On this day in 1917 Leo Bernard O’Rourke, a machinist, signed up in Toronto. He was born in Deseronto on October 26th, 1895, the son of Hugh O’Rourke and Beatrice (née Brown). The family were still in Deseronto in 1901, but by 1911 had moved to Princess Street, Kingston, where Leo was working as an apprentice machinist in the locomotive works. They were living in Toronto in 1917 when Leo signed up (he said in Raybaold Avenue – possibly Raybould Street).
O’Rourke joined the York & Simcoe Foresters (part of the Canadian Forestry Corps) with the regimental number 2498018. He was five feet four and a half inches tall, with brown eyes and brown hair. He was missing the top joint of the first finger on his right hand. O’Rourke’s service record shows that he arrived in England on September 15th, 1917 on the SS Megantic and was posted to the 80th Company of the Canadian Forestry Corps in France, where he arrived on October 17th. On October 25th he was sentenced to ten days of field punishment number two for “giving a false name to a picquet”. He received the same punishment on December 1st for neglect of duty: “absent from stable at 4pm”.

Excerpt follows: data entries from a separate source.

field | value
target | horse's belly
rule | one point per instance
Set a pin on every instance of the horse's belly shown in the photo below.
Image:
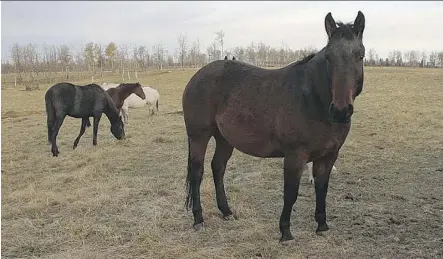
(247, 137)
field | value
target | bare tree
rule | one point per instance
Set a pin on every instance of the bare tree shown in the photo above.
(423, 58)
(182, 42)
(159, 52)
(433, 58)
(111, 53)
(221, 39)
(65, 57)
(440, 58)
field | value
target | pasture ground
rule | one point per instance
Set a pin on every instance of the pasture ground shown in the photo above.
(125, 199)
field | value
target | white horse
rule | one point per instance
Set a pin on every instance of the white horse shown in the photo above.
(133, 101)
(308, 167)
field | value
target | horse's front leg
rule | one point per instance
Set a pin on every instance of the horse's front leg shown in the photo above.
(82, 131)
(95, 130)
(55, 129)
(322, 170)
(293, 169)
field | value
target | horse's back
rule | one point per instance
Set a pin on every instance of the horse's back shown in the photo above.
(74, 100)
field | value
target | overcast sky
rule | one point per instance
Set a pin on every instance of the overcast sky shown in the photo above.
(389, 25)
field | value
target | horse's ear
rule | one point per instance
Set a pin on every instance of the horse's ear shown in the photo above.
(359, 25)
(330, 25)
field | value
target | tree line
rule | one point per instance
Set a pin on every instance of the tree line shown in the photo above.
(31, 64)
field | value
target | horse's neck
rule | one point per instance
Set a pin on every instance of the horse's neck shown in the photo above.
(317, 89)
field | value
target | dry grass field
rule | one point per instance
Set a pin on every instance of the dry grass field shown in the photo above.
(125, 199)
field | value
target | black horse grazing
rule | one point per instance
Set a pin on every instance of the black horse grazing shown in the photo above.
(66, 99)
(301, 112)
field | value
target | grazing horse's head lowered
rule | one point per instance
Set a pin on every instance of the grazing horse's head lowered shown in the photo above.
(138, 90)
(344, 59)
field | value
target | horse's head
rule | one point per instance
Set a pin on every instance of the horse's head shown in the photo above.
(118, 128)
(344, 58)
(138, 90)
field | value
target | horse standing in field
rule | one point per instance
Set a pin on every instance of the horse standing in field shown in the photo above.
(301, 112)
(66, 99)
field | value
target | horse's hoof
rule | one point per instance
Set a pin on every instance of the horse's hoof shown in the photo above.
(321, 229)
(230, 217)
(199, 226)
(287, 242)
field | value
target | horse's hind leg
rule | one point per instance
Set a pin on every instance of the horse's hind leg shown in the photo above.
(82, 131)
(223, 152)
(95, 128)
(196, 157)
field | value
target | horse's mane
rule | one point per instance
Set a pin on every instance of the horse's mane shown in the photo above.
(344, 30)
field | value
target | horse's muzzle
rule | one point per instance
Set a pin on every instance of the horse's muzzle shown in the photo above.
(342, 115)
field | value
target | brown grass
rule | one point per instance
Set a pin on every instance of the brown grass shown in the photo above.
(125, 199)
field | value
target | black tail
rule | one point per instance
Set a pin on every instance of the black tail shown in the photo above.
(50, 114)
(188, 180)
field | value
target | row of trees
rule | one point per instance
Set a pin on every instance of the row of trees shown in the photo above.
(31, 64)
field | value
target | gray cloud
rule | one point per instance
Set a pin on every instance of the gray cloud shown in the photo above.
(389, 25)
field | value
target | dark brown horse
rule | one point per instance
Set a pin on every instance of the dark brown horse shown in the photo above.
(301, 112)
(66, 99)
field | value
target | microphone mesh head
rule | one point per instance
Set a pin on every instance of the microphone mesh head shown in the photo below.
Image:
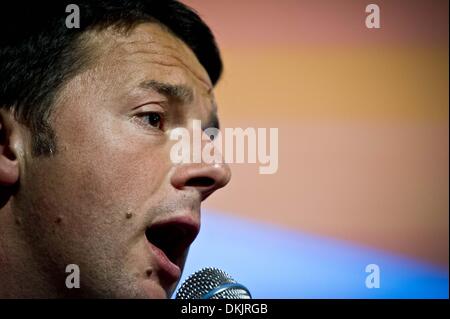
(211, 283)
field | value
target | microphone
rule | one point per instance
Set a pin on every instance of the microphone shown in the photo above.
(212, 283)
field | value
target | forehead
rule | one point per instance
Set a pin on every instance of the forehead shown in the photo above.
(152, 49)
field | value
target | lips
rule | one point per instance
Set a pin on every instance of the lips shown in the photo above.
(169, 241)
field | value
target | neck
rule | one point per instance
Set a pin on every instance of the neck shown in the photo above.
(21, 276)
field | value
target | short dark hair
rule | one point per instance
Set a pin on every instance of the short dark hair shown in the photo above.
(39, 54)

In January 1918 Leo was admitted to hospital suffering from a hydrocele. He rejoined his unit on February 2nd. In January 1919 he was transferred to the Forestry Corps’ headquarters in England and had an operation at the Military General Hospital in Epsom to remove the hydrocele in April 1919.
Leo Bernard O’Rourke left England on June 2nd, 1919 and was demobilized on June 10th in Toronto. married Clara Boungard (née Reid) in Toronto on July 21st, 1920. They had two daughters. He died on November 16th, 1968 and was buried in the Riverside Cemetery at Shannonville.